The latest wave of Internet of Things thinking has firmly pushed a mix of protocols into the spotlight.
Zigbee, Z-wave and Insteon + hubs are against wifi, bluetooth and the raspberry pi/ardunio.

USB devices make the rpi effective in bridging the gaps, and projects like the thing system put the same Web based power within easy reach. 

Cloud services begin to make things really interesting by putting storage, remote actions and more within the reach of your smart phone. This convergence is great, when you hear about it. Then you realize your house is unique, and there isn't much to automate.

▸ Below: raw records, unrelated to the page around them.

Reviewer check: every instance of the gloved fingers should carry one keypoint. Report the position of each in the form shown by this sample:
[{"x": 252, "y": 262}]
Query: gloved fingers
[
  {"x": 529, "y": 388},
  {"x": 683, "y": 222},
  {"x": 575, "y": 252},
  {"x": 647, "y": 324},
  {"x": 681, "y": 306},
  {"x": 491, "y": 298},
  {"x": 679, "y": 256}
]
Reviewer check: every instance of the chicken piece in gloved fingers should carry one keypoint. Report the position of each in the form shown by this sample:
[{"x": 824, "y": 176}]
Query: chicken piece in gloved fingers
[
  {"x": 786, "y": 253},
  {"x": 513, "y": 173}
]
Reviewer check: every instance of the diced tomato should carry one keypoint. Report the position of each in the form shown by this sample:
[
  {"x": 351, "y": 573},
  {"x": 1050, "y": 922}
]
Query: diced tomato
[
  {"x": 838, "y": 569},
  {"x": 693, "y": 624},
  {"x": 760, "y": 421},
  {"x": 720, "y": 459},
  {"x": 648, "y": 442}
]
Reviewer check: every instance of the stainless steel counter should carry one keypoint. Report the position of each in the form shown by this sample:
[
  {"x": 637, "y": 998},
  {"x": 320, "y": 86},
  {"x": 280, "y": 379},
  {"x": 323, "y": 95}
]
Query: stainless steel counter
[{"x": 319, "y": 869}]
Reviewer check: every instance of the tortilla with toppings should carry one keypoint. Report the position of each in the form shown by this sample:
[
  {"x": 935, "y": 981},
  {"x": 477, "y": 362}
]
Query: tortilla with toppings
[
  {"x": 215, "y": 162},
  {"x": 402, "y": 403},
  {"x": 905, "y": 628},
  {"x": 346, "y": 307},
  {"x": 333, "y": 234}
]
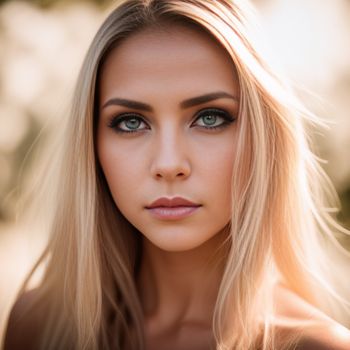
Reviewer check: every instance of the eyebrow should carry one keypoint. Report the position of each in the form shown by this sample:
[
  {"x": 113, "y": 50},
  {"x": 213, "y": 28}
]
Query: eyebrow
[{"x": 184, "y": 104}]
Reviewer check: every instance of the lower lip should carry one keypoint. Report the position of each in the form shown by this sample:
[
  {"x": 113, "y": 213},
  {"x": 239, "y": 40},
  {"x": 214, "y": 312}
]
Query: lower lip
[{"x": 172, "y": 213}]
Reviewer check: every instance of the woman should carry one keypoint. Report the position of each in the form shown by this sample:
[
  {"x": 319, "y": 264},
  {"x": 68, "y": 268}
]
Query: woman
[{"x": 188, "y": 210}]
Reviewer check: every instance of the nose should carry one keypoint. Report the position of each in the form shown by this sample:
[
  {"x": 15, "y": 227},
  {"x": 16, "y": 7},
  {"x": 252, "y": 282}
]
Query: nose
[{"x": 171, "y": 158}]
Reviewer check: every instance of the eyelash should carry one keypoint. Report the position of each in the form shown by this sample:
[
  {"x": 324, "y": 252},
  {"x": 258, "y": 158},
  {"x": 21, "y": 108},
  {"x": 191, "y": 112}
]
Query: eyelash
[{"x": 227, "y": 119}]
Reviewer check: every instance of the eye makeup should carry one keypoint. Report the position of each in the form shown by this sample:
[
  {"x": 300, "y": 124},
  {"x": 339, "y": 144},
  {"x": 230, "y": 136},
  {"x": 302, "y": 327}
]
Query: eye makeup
[{"x": 209, "y": 119}]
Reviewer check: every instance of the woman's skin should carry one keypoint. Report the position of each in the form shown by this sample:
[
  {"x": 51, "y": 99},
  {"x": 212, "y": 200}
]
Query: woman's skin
[{"x": 171, "y": 153}]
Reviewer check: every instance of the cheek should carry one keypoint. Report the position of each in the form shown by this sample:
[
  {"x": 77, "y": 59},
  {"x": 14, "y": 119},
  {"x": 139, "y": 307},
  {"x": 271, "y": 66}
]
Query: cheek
[{"x": 122, "y": 168}]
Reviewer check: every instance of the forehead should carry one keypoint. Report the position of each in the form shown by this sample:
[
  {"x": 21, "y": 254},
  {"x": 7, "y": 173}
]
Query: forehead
[{"x": 159, "y": 60}]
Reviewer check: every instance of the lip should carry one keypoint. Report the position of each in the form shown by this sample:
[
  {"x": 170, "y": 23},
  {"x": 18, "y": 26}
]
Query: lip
[
  {"x": 172, "y": 202},
  {"x": 172, "y": 208}
]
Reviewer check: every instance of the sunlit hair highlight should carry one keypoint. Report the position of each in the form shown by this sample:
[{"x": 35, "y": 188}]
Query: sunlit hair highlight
[{"x": 280, "y": 193}]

I am lucky enough to be in an organization that is shifting heavily to a web based core business application; while at the same time undertaking a shift to Google Apps for business.  The combination of mature smart devices and cloud services are going to change how we communicate,  collaborate and work; for the better.

But what happens when your web team with a devops focus can be given phone systems like Asterix, or complete control over the office hardware?
Things get a little bit interesting when you realise your entire workforce ends up in a polite surveillance society - one of machines and business logic that knows when you arrive at work; potentially your comfort level; and can reroute your calls if you step away or have a meeting scheduled.

The idea of a smart printer (ala Google cloud print) that also predicts being out of paper [rather than just ink], inventory control systems that assemble your resupply orders through barcode scanning (if it works for a fridge it will work for office supplies), and just makes the office administrativia a non issue is well within reach.

One of the big revolutions of the web 2.0 era was the transition to the geoweb. The IaaS revolution is finally delivering benefits en masse; so is SaaS.

The IoT presence and sensor evolution is gaining hype; and feels as though it's approaching a point where cloud based servers can feasibly burn a large amount of compute time to work out if you want a coffee today, from your NoQ enabled store or not.